Question: I finally figured out how to create forms in PDF documents and add a submit button which will allow others to submit the completed form back to me via email. But for some reason, those with Adobe Reader get an error when they click on the submit button. What do I need to do to allow this to work in Reader.
Answer: After much searching, I discovered this is a hidden little option found on the Advanced menu – In Adobe Acrobat 9, it is called “Extend Features in Adobe Reader.” In Adobe 8 it is “Enable Usage rights in Adobe Reader.” Once you select that option, those with Adobe Reader should be able to complete the form and the submit button should work.
Question: I would like to create a PDF form that can be filled in by those who have Adobe Reader but would also like them to be able to save the completed form. I don’t see that I can do that using Adobe Acrobat Pro to create the form.
Answer: You’re correct. From everything that I’ve been able to find, the only way you can can create a PDF form that Adobe Reader can save is using a third party program or Adobe Acrobat Pro Live Cycle Extender. You can, however, create PDF forms that Adobe Reader users can print or submit to an email address, however. Here is a link at the Adobe website for a webinar on creating PDF forms with Acrobat Pro 9.
Another option would be to create the form using Word form tools. That way if the user has Word, they can save it in Word. It is a bit tricky to find the form tools in Word 2007, however.
- First, you need to show the developer tab on the ribbon by clicking on the Office button, select Word Options. On the popular options, you’ll see it toward the top.
- The Forms tools are located on the developer tab inside of the Controls tools.
- Click on the legacy tools icon which looks like a hammer and wrench on a file folder.
- Unless you are familiar with visual basic and activeX controls, I would recommend sticking with the legacy forms tools to create your form fields.
Check next week’s blog for tips on creating Word 2007 forms.
Question: I am completing a PDF form and for some strange reason when I fill in information on one page, it duplicates on another page? When I delete the information on the second page, it deletes from the first page. I need to enter different information on each page. What is going on?
Answer: The problem is the way the form was created. In PDF documents, each form field must have a unique name, otherwise it will cause duplication from one field to the next. Rather than creating a new field, the owner of the document often copies and pastes the field format to make the work go a little faster. You can certainly do that, but you must be sure to go into the form field properties and rename the new field. This requires using the Form tools, found on the Forms toolbar.
Question: How do I save my Word 2007 documents in PDF format if I don’t have Adobe Acrobat installed?
Answer: You can now save any Office 2007 document in PDF format.
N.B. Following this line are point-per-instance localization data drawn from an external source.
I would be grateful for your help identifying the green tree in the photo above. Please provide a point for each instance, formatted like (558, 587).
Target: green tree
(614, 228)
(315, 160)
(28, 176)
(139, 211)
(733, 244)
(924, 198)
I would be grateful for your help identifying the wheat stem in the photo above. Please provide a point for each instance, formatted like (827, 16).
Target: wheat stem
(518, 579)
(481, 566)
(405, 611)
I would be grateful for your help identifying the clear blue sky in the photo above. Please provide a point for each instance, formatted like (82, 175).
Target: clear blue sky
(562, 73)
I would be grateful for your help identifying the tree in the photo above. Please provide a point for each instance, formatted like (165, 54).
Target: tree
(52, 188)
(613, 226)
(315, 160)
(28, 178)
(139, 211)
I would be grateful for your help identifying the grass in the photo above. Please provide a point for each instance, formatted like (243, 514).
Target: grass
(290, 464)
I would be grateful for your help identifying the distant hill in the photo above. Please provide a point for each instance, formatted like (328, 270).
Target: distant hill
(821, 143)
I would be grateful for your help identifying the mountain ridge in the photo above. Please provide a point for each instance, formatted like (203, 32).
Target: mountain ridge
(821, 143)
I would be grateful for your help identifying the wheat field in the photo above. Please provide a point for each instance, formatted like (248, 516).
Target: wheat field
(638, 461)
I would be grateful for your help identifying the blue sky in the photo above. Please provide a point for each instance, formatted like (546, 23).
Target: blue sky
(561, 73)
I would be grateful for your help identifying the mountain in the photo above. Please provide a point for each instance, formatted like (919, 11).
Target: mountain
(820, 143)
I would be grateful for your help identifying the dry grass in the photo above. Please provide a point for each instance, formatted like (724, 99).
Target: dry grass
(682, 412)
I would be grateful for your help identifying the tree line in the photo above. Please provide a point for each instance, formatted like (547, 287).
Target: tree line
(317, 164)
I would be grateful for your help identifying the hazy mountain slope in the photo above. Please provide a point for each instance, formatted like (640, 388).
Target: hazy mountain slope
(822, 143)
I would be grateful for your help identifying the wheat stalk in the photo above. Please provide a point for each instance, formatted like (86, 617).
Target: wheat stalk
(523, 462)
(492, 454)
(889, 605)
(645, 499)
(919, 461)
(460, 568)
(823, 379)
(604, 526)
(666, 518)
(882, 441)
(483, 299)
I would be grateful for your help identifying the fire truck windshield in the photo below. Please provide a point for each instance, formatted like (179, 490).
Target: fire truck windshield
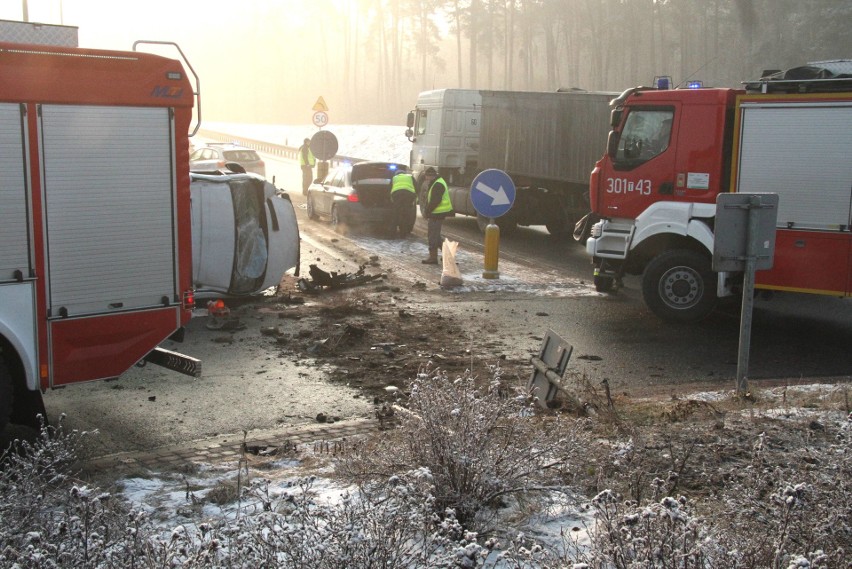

It requires that you download the “Save As PDF or XPS” file from Microsoft at http://office.microsoft.com/downloads and scroll down to the Popular Downloads and select Save as PDF or XPS. It takes just a couple of minutes to download (just follow the screens). You can verify immediately after downloading, by selecting the Office button in the open application and selecting Save As. ”PDF or XPS” should now be an option. This Save as PDF option should be used even if you have Adobe Acrobat installed, as some people have encountered problems with the old PDF Maker.